Wednesday, May 7, 2014

A Cautionary Tale of Basic Economics and Publishing

One of the first things we learn in basic economics classes is the principle of supply and demand. You remember the concept. Supply and demand balance out and that is what creates the price of the product you are selling. Heck, I learned this in 7th grade from an amazing textbook, where we learned about Mucho Dinero living on this island. Surprisingly, it was really good and I do remember so much of these basic concepts.

I am afraid, however, that publishing in general, and this includes editors, agents, and certainly writers, are forgetting this basic principle. At this point, the market is so flooded with authors, it is hard for the equation of supply and demand to balance out. Add in the rise in so many self-publishing, e-publishing, POD, and small independent presses, that we are so over the top and the industry is just not going to be able to handle it if we continue at status quo.

Yes, I know we see numbers of increases in readership in some companies vs others. I know we are constantly throwing numbers out of the difference between e-pub and hardback sales, but the one thing that has not changed, and in fact, we have seen a decline in it, is the readership. Here are some numbers to consider. According to one study:

1/3 of high school graduates never read another book for the rest of their lives. 
42 percent of college graduates never read another book after college. 
80 percent of U.S. families did not buy or read a book last year. 
70 percent of U.S. adults have not been in a bookstore in the last five years. 
57 percent of new books are not read to completion. 
70 percent of books published do not earn back their advance. 
70 percent of the books published do not make a profit. (Source: Publishers Weekly) 

Yes, I also know we can find a lot of numbers that probably say some other things as well. The point though is that although we have drastically increased these opportunities for authors, the number of readers out there really aren't changing. They might be shifting from print to digital or they might shift from a traditional publisher to a self-pub author, but that is it.

I think a great comparison to look at here would be the television industry. We now have more than enough channels to watch. Heck, we could never watch every channel currently in our cable package. For our family we have close to 300 channels to pick from.
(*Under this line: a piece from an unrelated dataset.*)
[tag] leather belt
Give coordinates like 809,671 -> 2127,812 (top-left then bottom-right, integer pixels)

But here is the kicker. I want you to think about which shows and particularly, which stations you watch. The number is pretty limited. My bet is also that you are not spending your time watching those small "independent" channels or for that matter the "local access channels." These smaller channels come and go all the time as someone thinks they have a great idea as another one disappears due to lack of funding.

Now relate this back to trying to find a "new author" on your Kindle, Nook or other reading devices. If you scan through all the titles in your genre, you have 100,000+ titles. So we sort by cost (which is what we do with those cable packages to reduce from 800 channels to 300), but even then, we still end up with far too many to look for. In a recent search I did, just to see how many authors were "selling" their books for $0.00, I ended up giving up after finding 700+ for that price (and no, I did not "buy" any book). There were just too many.
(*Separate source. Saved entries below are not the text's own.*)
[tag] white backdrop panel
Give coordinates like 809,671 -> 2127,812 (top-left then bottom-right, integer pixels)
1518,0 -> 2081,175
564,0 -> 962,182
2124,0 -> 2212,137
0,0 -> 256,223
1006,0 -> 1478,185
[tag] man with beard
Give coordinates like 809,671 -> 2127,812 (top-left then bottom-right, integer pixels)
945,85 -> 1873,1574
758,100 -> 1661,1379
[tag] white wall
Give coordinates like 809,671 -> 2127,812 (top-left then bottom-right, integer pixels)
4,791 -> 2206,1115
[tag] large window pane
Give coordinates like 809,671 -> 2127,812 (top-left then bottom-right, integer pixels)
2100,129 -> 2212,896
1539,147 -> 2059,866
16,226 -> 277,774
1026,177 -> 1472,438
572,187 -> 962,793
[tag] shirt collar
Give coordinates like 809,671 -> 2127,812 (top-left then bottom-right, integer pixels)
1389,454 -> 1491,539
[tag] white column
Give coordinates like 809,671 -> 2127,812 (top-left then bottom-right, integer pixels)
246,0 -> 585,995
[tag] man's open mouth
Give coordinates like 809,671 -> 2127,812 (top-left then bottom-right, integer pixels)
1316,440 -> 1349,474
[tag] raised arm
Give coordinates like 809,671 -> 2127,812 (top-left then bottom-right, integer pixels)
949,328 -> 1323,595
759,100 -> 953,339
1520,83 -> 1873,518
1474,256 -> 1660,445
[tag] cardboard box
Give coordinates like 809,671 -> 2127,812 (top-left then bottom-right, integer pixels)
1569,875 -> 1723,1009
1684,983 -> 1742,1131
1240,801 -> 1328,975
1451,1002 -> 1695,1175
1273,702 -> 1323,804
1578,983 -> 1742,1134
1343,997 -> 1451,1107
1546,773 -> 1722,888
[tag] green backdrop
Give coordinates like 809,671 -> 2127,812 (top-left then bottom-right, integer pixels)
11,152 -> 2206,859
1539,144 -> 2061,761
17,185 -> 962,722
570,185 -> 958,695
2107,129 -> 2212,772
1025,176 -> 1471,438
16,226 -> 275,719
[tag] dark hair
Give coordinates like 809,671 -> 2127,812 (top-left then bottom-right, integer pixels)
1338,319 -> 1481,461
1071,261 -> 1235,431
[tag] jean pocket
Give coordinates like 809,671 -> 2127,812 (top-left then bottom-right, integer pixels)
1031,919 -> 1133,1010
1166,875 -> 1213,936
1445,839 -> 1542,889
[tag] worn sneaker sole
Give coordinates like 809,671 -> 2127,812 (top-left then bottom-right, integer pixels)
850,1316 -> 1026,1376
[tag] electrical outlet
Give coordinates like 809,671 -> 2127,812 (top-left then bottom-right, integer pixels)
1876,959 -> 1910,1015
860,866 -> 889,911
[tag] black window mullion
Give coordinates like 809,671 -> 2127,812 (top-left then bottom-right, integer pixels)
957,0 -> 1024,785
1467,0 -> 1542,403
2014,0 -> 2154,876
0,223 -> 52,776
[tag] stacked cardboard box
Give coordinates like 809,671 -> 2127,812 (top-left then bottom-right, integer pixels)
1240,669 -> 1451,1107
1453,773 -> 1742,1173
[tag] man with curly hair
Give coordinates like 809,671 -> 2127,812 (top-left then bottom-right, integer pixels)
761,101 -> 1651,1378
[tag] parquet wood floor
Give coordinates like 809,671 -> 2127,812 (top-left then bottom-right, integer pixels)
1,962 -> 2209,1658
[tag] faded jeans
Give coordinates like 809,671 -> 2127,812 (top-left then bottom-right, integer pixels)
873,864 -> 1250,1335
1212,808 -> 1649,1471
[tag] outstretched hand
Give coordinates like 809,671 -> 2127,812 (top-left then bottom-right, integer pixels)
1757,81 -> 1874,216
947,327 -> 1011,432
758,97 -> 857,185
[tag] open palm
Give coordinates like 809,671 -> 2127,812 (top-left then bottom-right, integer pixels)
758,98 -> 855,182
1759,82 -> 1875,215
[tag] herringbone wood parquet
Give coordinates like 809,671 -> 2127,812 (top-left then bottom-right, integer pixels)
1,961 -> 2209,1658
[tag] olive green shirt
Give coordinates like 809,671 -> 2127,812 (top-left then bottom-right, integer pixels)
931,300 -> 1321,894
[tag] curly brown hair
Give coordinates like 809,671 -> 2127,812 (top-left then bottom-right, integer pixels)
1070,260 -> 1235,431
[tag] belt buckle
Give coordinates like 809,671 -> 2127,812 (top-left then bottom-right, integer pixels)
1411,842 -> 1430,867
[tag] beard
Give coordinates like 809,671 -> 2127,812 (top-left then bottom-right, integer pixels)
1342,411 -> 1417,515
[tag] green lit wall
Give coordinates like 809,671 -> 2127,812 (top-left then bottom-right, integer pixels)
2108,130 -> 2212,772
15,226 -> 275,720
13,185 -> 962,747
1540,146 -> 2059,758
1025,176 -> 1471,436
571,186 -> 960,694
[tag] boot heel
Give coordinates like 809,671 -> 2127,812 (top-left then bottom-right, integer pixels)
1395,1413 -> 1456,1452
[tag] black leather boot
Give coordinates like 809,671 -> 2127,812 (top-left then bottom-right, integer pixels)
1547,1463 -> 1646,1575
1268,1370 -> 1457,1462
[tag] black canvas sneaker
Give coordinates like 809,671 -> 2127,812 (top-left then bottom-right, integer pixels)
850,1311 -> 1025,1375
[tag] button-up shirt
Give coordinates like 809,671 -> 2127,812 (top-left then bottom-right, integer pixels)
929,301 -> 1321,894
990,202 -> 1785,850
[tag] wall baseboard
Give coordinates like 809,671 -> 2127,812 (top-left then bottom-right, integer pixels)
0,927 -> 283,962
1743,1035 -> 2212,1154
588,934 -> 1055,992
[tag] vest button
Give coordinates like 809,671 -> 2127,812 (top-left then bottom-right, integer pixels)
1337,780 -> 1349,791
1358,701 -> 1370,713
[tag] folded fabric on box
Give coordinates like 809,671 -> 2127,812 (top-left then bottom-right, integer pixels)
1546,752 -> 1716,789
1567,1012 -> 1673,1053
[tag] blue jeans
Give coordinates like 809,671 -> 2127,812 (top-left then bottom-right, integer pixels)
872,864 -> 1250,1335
But what do we do? We go to the names we know. We go to the bigger publishing companies that have produced for us in the past. We do the same thing with our TV as we return to ABC, HBO, ESPN, and so forth.

In no way am I saying that we need to limit the number of authors out there. I want people to write. I believe in the power of creative writing and our right to share our thoughts, dreams and emotions. We are going to have to find a solution to this one way or another. I am not sure if I know what that answer is right now, but I do remember the problems Mucho Dinero and his friends had when supply exceeded demand. That is where we are at now.

1 comment:

  1. I'd like to comment on this although I am a self-published author. I think publishers missed an opportunity to create a 'name' for themselves in the way that HBO and other TV and movie channels did. Most people not in the business would be hard pressed to name one publisher. Most readers do not look for books by publisher. Many publishers diluted their name brand by having many differently named imprints.

    (I can't take credit for this perspective as I first read about it on Nathan Bransford's blog)

    I agree that the number of readers and the numbers of books read has not kept up with the greatly increased number of books. I'm not sure what the solution could be although I suspect there will be some drop off when it is shown to be no easy route to fame and fortune.